As many expected, the Royals didn’t partake in any of the blockbuster deals on the overhyped day of transactions. Instead, they continued to do what general manager Dayton Moore is best at and practiced patience as the season winds down. 

Kansas City isn’t at full strength with shortstop Adalberto Mondesi having missed all but four games since the All-Star break concluded, but that doesn’t explain the calamity we’ve witnessed since Cleveland Indians pitcher Trevor Bauer gift-wrapped a win for the club back on July 28. 

Since beginning 8-3 following the break, the Royals have struggled mightily to a tune of seven straight losses. This is in large part due to the obscene number of runs teams are scoring on them during this stretch. Opponents have outscored the Royals 52-23 since July 29.

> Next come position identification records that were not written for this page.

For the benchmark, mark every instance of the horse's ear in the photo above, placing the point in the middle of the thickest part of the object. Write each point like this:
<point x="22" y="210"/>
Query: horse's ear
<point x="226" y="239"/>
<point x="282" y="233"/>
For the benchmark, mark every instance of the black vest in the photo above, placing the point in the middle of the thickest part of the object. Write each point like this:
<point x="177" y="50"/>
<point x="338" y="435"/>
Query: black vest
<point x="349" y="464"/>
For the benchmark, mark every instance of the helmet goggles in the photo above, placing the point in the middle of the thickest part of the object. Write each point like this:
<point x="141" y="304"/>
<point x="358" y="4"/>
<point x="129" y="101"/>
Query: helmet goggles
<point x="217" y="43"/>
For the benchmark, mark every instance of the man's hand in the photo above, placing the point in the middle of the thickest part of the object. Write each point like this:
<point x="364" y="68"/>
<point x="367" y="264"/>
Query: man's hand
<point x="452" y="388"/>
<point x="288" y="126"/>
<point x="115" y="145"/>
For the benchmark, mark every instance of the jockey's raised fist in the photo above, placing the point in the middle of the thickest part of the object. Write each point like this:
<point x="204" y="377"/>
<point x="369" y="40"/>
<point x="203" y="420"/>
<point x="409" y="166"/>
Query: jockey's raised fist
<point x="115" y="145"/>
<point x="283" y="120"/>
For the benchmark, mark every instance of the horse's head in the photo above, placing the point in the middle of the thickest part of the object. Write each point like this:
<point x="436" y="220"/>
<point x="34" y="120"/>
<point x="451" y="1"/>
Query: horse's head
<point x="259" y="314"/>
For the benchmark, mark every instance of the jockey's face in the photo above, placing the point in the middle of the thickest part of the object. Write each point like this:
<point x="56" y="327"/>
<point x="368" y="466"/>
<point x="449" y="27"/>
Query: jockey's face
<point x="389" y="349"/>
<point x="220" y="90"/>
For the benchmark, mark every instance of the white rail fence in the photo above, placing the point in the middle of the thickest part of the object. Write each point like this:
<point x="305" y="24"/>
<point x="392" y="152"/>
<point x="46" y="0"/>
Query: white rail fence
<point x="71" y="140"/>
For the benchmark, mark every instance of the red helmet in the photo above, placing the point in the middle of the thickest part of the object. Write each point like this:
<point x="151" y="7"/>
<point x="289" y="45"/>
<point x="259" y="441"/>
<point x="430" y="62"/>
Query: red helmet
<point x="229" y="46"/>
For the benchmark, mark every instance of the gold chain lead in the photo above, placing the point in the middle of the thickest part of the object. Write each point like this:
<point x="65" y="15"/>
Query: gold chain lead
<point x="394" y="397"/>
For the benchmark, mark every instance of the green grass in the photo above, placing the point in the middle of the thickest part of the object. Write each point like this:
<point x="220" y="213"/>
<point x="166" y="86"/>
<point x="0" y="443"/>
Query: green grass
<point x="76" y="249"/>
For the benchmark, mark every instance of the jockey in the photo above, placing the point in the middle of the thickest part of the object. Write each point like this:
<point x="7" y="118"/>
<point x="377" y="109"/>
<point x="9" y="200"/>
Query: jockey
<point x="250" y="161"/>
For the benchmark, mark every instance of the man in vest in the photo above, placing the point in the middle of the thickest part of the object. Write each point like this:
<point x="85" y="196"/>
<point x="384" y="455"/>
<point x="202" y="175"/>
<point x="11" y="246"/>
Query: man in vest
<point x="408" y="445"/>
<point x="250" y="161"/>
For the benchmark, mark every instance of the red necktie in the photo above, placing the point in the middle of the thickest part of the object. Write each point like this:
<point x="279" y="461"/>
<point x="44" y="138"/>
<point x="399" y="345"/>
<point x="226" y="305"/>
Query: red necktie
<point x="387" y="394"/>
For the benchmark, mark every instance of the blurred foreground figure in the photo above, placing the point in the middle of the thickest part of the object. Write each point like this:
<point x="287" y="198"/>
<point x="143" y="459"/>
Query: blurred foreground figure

Even with a core of young, talented players like Hunter Dozier, Jorge Soler, Nicky Lopez and Bubba Starling, this team is being held down by its pitching staff. The starting rotation lacks an ace outside of Brad Keller. Jacob Junis has been very hittable this season and is often mismanaged when he is throwing well. Danny Duffy has an ERA nearing five and has been unable to recapture the performances that made him one of the top-paid players on the club. Other than throwing a complete game against the Chicago White Sox on July 16, Glenn Sparkman has been a less than desirable starter with an ERA of 5.58 in 88.2 innings pitched. 

The bullpen is in a similar state of disarray and it’s pretty easy to see it when the closer, Ian Kennedy, was signed to be a middle rotation guy on a contract – five years, $70 million – that also makes him one of the highest-paid players in Kansas City. 

I know the Royals are trying to make the best of a bad situation that could have easily been avoided if they didn’t back-load Kennedy’s contract with salaries of $16.5 million and let him decide whether or not he wanted to take it. The fact still remains that Kennedy is being paid among the best closers in baseball to finish out games for a team that is rarely in a position to win them. 

Behind Kennedy are many other arms that were given chances in the rotation like Jorge Lopez and Kyle Zimmer. Richard Lovelady has shown promise but remains in a middle relief role. 

As the season closes out there aren’t a lot of options for improving this pitching staff outside of September call-ups. While the intrigue of seeing new players step into the lineup and onto the mound is fun, there is another trend making the rounds in baseball that could shake things up for the Royals’ arms. 

The opening pitcher was first used by the Tampa Bay Rays early in the 2018 season and is a strategy that puts a relief oriented pitcher on the mound to begin the game rather than a traditional starter. The opening pitcher serves as a way to reduce the number of times the club’s starting pitcher faces the best batters in the opponent’s lineup. Many other teams have employed the tactic in 2018 and this season as well. 

Theoretically, the Royals would begin a game with someone like Zimmer or Lovelady on the mound. They can stay loose and throw their pitches because the situation is not reflective of a typical opportunity where the pressure has been dialed up. Relievers who might have command issues or lack longevity can attack lineups with their best pitches knowing that if they make a mistake, there are still eight innings of baseball left. Then, a starter like Junis can come in and face the opposing team’s best hitters one less time or get them when they’re not as fresh.

It’s a radical idea in a sport that has staved off change for much of its long history, but these types of ideas are the kinds that change sports in the way we see today. There’s no guarantee the Royals would attempt to execute this idea, especially since manager Ned Yost likes to stick with what he knows.

Regardless, the idea of the Royals attempting this type of maneuver in a season that has no meaning whatsoever sounds like fun to me.